Steven Universe – Steven’s Birthday Review
“I’ve known the Gems since I was 22, and they don’t change. They just… are what they are.”
Well… that was a tad strange. Steven’s ability to transform his body hasn’t been used often in the show, but it has contributed to two of the stranger episodes of the first season, specifically Cat Fingers and So Many Birthdays. In a sense, Steven’s Birthday feels like a reexamination of some of the issues that were at the heart of So Many Birthdays, as both deal with the subject of aging and how it affects both the Gems and Steven. This is an interesting subject and the episode deals with it rather well, though, towards the end, it is hard to deny that things get more than a little weird.
The episode kicks off with the Gems, minus Peridot, preparing for the titular birthday celebrations. Greg arrives with Connie and expresses his dismay that Steven is already turning 14, a statement that clearly catches Connie off guard as she realizes that Steven is more than a year older than her. Upon looking through Greg’s photo albums, Connie and Greg notice that the photos of Steven’s last few birthdays all look roughly the same. Connie calls Greg away so that she can speak to him alone, and he admits to her that he doesn’t know if Steven will continue aging or not. She is clearly concerned by this possibility, but agrees with his assertion that the best thing they can do is just wait and see.
From a conceptual standpoint, this is an intriguing problem, and Steven’s decision to try and stretch his limbs out, so that he can emulate a growth spurt seems perfectly in character for him. He doesn’t want to grow apart from Connie, and so he’d be willing to do whatever it takes to ensure that age doesn’t keep them apart. The weirdness comes about later in the episode when Steven experiences a backlash from having transformed his body for too long. Admittedly, the peculiarity of the resulting scenario is such that it seems a bit odd how quickly Greg and Connie come to terms with it. It seems somewhat understandable that Greg has learned to roll with the punches when it comes to raising Steven, but, for Connie, it seems that she comes to cope with current crisis a bit too quickly to feel natural.
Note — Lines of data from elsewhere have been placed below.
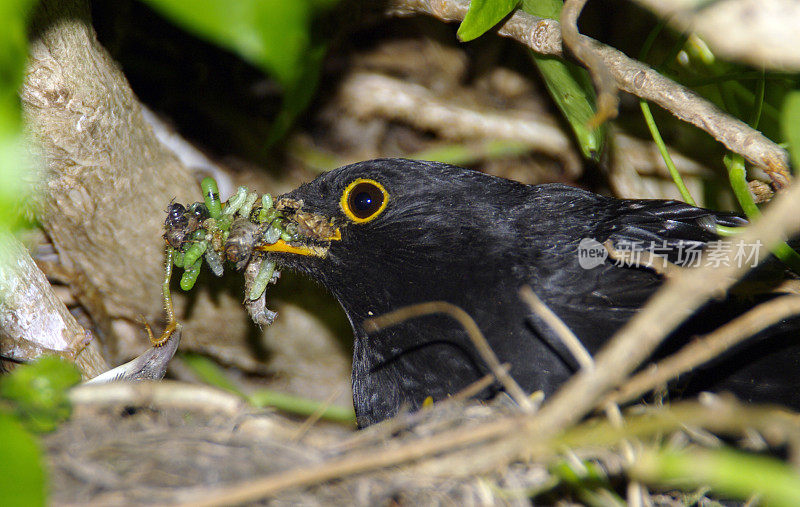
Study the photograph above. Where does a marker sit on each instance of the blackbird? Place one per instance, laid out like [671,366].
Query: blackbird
[387,233]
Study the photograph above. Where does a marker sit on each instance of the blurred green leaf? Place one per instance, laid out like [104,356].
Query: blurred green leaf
[38,392]
[274,35]
[22,477]
[271,34]
[14,163]
[483,15]
[728,472]
[790,126]
[569,85]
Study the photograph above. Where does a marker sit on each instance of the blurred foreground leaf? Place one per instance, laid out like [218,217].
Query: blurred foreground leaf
[274,35]
[38,392]
[790,126]
[731,473]
[483,15]
[569,85]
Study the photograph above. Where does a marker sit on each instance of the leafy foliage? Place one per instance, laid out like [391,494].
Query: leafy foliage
[38,392]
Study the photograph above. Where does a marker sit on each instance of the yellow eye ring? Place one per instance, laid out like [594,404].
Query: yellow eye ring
[363,200]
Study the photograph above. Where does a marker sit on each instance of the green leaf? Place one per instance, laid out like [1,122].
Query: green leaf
[208,371]
[274,35]
[790,126]
[270,34]
[38,391]
[14,162]
[22,476]
[482,15]
[569,85]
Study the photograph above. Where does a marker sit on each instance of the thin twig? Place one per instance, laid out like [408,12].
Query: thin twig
[368,94]
[470,327]
[544,37]
[318,413]
[652,260]
[708,347]
[607,92]
[560,329]
[681,295]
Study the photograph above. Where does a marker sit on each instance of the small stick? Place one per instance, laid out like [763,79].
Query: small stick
[472,330]
[607,91]
[707,348]
[663,267]
[560,329]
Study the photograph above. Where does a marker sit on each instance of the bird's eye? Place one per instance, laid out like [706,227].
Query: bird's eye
[364,200]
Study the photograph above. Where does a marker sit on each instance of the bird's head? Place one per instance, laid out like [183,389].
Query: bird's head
[378,233]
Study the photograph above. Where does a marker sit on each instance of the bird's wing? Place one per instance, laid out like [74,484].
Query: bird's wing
[596,302]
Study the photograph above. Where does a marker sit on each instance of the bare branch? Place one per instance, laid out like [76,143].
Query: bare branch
[607,93]
[678,299]
[544,36]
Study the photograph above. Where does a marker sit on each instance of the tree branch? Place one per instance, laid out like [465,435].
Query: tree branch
[544,36]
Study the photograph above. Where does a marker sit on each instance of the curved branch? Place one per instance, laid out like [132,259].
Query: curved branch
[544,36]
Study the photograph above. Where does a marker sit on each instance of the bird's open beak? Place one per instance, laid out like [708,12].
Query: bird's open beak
[284,247]
[281,246]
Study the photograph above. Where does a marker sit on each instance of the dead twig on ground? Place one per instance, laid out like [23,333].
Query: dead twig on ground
[680,296]
[607,93]
[707,347]
[368,94]
[544,36]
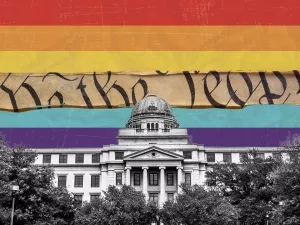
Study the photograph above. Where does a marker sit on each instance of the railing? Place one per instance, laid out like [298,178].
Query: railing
[132,132]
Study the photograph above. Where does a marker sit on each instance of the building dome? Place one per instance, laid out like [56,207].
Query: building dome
[149,107]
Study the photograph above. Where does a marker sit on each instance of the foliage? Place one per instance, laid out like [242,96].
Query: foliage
[248,186]
[286,179]
[118,206]
[195,205]
[38,201]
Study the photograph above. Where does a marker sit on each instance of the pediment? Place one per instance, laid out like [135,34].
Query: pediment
[153,153]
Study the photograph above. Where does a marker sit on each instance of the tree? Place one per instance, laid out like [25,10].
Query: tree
[38,201]
[118,206]
[287,186]
[248,186]
[197,206]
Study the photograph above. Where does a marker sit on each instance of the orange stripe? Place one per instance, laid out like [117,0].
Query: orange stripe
[149,38]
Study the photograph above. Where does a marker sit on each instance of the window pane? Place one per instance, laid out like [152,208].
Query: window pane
[227,157]
[94,196]
[188,179]
[187,154]
[153,179]
[153,197]
[78,181]
[119,178]
[79,158]
[243,157]
[137,179]
[119,155]
[95,181]
[170,179]
[78,198]
[277,155]
[63,158]
[62,181]
[47,158]
[96,158]
[211,157]
[170,197]
[261,155]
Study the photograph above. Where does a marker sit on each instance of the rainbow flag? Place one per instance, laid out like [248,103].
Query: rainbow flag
[122,35]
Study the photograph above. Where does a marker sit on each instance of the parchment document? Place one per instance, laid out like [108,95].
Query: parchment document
[186,89]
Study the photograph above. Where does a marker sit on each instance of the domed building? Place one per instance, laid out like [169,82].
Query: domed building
[153,155]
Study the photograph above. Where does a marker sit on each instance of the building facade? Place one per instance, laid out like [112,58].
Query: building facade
[153,155]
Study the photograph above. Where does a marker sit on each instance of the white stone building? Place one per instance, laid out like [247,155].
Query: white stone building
[153,155]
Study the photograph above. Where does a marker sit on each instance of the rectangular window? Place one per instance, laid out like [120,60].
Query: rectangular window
[137,179]
[95,181]
[170,197]
[211,157]
[187,154]
[119,155]
[62,181]
[170,179]
[94,197]
[47,158]
[261,155]
[277,155]
[119,178]
[227,157]
[188,179]
[79,158]
[153,179]
[153,197]
[96,158]
[63,158]
[78,198]
[78,181]
[243,157]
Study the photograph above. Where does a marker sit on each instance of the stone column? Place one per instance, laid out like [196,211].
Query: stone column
[162,186]
[145,181]
[128,175]
[202,171]
[179,178]
[104,181]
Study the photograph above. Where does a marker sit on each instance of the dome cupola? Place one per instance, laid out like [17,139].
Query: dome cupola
[152,112]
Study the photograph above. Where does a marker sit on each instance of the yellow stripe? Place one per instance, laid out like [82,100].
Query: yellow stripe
[82,61]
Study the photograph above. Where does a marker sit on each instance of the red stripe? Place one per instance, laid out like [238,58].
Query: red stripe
[149,12]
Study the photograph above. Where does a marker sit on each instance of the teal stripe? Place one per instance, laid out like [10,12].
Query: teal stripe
[251,116]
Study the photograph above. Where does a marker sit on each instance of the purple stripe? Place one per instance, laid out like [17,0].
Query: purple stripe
[97,137]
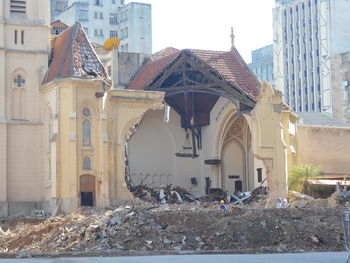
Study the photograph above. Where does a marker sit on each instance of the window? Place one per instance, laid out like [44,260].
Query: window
[18,6]
[87,163]
[83,15]
[126,32]
[60,6]
[113,19]
[19,81]
[86,112]
[126,15]
[259,171]
[86,133]
[113,33]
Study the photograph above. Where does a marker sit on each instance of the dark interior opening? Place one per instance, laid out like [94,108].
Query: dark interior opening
[238,186]
[87,198]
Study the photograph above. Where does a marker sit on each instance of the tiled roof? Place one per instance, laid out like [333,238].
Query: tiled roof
[150,71]
[229,64]
[99,49]
[73,56]
[59,23]
[320,119]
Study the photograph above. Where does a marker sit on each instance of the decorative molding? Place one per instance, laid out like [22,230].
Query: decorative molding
[72,136]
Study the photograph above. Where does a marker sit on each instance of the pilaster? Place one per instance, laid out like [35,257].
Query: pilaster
[128,108]
[3,169]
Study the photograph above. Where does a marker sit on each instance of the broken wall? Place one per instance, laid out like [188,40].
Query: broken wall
[328,147]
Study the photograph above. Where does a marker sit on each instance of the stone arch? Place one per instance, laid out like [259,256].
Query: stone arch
[233,169]
[226,118]
[155,140]
[87,189]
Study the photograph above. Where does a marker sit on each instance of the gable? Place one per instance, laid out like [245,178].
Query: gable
[73,56]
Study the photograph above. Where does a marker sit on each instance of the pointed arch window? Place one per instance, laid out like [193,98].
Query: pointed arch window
[86,133]
[87,163]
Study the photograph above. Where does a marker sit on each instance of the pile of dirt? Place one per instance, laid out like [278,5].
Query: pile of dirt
[143,226]
[168,194]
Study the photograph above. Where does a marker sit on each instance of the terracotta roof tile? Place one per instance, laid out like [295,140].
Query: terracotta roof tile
[73,56]
[229,64]
[232,67]
[59,23]
[151,70]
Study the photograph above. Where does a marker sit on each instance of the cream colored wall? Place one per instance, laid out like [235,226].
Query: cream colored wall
[268,141]
[152,150]
[74,96]
[23,164]
[49,111]
[3,162]
[327,147]
[20,164]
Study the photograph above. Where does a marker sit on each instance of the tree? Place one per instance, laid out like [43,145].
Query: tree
[299,175]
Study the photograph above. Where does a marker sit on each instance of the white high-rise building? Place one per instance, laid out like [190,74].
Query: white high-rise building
[102,19]
[308,36]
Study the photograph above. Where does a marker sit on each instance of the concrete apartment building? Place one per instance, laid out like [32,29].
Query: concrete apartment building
[102,19]
[262,63]
[310,37]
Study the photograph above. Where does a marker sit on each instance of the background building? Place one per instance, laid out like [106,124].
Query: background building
[308,37]
[132,23]
[262,63]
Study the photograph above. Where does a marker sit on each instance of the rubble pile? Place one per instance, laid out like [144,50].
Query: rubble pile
[168,194]
[143,226]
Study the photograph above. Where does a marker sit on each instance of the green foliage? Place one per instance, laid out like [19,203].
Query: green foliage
[298,176]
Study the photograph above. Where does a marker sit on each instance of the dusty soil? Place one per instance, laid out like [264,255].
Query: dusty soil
[143,226]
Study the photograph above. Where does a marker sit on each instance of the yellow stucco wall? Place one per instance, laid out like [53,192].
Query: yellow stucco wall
[324,146]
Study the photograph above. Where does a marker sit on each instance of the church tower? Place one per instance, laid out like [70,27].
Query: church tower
[24,53]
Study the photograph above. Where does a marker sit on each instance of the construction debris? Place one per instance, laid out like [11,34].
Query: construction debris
[165,195]
[144,226]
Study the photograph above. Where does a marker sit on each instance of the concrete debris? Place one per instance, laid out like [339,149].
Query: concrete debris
[144,226]
[168,194]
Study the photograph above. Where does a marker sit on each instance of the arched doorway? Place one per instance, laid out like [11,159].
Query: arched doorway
[232,171]
[87,190]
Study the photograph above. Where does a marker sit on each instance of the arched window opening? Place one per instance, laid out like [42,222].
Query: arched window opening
[87,163]
[86,133]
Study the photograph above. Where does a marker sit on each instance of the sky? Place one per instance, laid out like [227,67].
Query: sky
[206,24]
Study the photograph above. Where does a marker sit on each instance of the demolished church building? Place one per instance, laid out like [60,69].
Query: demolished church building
[80,125]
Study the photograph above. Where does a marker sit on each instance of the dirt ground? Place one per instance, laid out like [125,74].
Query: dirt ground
[144,226]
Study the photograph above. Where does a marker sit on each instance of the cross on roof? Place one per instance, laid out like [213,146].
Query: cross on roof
[19,81]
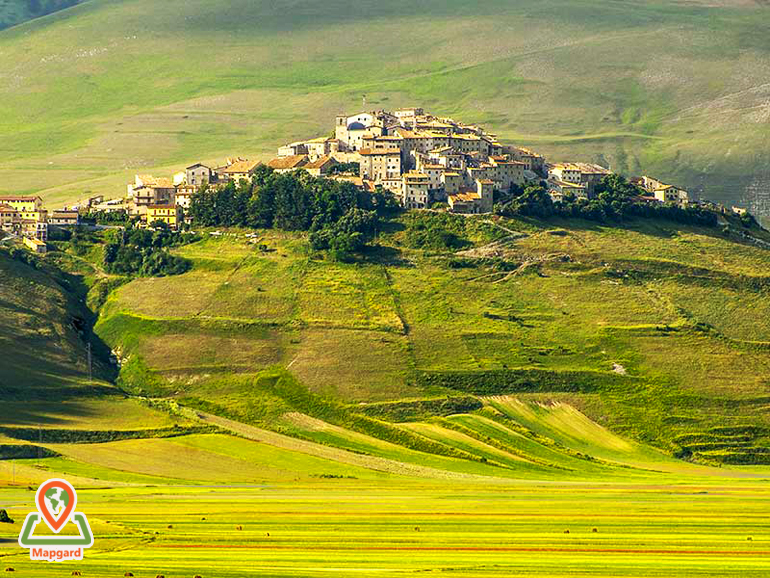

Fortunately, Steven reverts back by the end of the episode, and to cap it off, it turns out that everyone was seemingly worrying over nothing due to an overly conveniently timed discovery. The problem with this setup is that it essentially ends back where it started. The episode may have been improved had it ended with a sense of ambiguity as opposed to having things get tied up a little too neatly. Steven’s Birthday is still a really good episode that succeeds in eclipsing both So Many Birthdays and the notably-inferior Cat Fingers, but it finishes by providing answers to every question it posed back at the beginning. As a result, it feels slightly more like a detour than it would have had it left some of those answers to be discovered in the future.
Before I wrap up, a few Notes and Nitpicks:
- Well, I think this is the first time we have received confirmation of Steven’s age. It is something that I have occasionally wondered about throughout the course of this show, though it was obvious that it was somewhere in the late tween to early teen range.
- We haven’t really seen much of the citizens of Beach City in a while. It is understandable that this is the case since they’ve been at the barn for the last few episodes, but it still seemed notable that it was just Greg and Connie visiting. I thought that maybe Peedee might tag along or that Sadie might drag Lars to the party or that Onion might emerge from the darkness of the barn attic… On the other hand, maybe it is best that it was just Connie.
- I’m attempting to add a quote from the subject matter at the top of my reviews in order to capture some aspect of the material. It’s an interesting exercise, though I may not do it every time.
- Man… Cat Fingers was rather bizarre.
Steven’s Birthday is a great episode, that is only hindered slightly by its sense of weirdness and its need to answer all of the questions that it poses. This results in it feeling like more of a standalone episode, but it is an enjoyable one nonetheless.